Aux fins des paragraphes 1 et 2:
a)les États membres valident les données ci-après, y compris les données enregistrées dans le cadre des accords de pêche visés à l’article 3, paragraphe 1, au moyen d’algorithmes et de mécanismes informatisés et automatisés:
i)les données de position du navire;
ii)les données relatives aux activités de pêche, en particulier les données concernant les entrées et les sorties des zones de pêche, les journaux de pêche, les déclarations de débarquement, les déclarations de transbordement et les notifications préalables;
iii)les données relatives à l’effort de pêche;
iv)les données provenant des déclarations de prise en charge, des documents de transport et des notes de vente;
v)les données provenant des licences de pêche et des autorisations de pêche;
vi)les données relatives au contrôle de la puissance du moteur;
b)les États membres valident les données énumérées au point a) en utilisant en particulier les données suivantes, lorsqu’elles sont disponibles:
i)les données du système de détection des navires;
ii)les données sur les observations;
iii)les données de l’AIS;
iv)les données provenant des rapports d’inspection;
v)les données provenant des rapports de l’observateur chargé du contrôle;
vi)les données provenant des systèmes REM.

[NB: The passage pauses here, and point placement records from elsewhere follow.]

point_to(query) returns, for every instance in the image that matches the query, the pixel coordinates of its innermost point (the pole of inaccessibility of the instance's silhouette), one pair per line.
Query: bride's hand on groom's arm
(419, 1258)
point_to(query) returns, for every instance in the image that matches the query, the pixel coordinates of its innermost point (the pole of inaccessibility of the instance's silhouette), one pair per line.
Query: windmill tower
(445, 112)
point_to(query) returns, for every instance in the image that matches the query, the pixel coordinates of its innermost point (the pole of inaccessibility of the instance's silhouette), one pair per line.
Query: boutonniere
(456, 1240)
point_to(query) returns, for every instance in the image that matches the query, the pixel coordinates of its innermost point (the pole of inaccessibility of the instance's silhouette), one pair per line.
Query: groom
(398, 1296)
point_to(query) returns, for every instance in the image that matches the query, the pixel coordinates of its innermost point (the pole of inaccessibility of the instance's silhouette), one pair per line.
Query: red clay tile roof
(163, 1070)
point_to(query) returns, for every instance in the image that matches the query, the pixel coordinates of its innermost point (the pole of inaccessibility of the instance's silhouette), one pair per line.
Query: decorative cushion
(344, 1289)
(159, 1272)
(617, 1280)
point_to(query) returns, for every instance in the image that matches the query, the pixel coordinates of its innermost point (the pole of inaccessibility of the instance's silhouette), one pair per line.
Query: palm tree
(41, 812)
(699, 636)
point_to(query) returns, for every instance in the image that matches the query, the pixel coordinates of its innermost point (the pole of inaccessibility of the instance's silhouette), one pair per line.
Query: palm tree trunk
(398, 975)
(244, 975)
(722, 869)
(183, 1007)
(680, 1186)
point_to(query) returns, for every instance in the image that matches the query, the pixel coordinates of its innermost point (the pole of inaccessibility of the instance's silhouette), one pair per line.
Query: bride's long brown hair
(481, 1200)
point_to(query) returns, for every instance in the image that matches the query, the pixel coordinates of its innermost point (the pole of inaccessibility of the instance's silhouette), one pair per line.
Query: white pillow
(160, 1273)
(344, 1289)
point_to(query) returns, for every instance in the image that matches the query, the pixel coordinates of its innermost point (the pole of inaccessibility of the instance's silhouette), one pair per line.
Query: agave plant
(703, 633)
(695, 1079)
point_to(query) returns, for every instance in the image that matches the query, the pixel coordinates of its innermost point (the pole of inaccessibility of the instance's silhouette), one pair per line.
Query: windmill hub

3. Le système de validation permet de détecter immédiatement les incohérences, les erreurs et les informations manquantes dans les données. 4. Les États membres veillent à ce que la base de données indique clairement toute incohérence dans les données détectée par le système de validation des données. La base de données signale également toutes les données qui ont été corrigées et indique le motif de la correction. 5. Si une incohérence dans les données a été détectée, l’État membre concerné entreprend et documente les enquêtes, analyses et contrôles croisés nécessaires. Les résultats des enquêtes et la documentation correspondante sont transmis à la Commission sur demande. S’il existe des raisons de soupçonner qu’une infraction a été commise, l’État membre procède également à des enquêtes et prend les mesures immédiates nécessaires conformément aux articles 85 et 91. 6. Les États membres veillent à ce que les dates de réception, de saisie et de validation des données ainsi que les dates relatives au suivi des incohérences détectées soient bien visibles dans la base de données. 7. Si les données visées au paragraphe 2 ne sont pas transmises par voie électronique, les États membres veillent à ce qu’elles soient saisies manuellement et sans tarder dans la base de données. 8. Les États membres établissent et tiennent à jour un plan national pour la mise en œuvre du système de validation couvrant les données énumérées au paragraphe 2 bis, points a) et b), et le suivi des incohérences. Ce plan permet aux États membres de fixer des priorités pour la validation des données et le suivi ultérieur des incohérences, sur la base d’une approche fondée sur les risques. Les États membres soumettent ce plan national à la Commission dans un délai de deux mois à compter de son adoption ou de sa mise à jour. 9. Si, à la suite de ses propres recherches et après avoir présenté les documents pertinents et consulté l’État membre concerné, la Commission détecte des incohérences dans les données introduites dans la base de données de celui-ci, elle peut demander à l’État membre de rechercher la raison de cette incohérence et de corriger ces données si nécessaire. 10. Les bases de données établies et les données recueillies par les États membres, visées dans le présent règlement, sont réputées faire foi dans les conditions fixées par le droit national.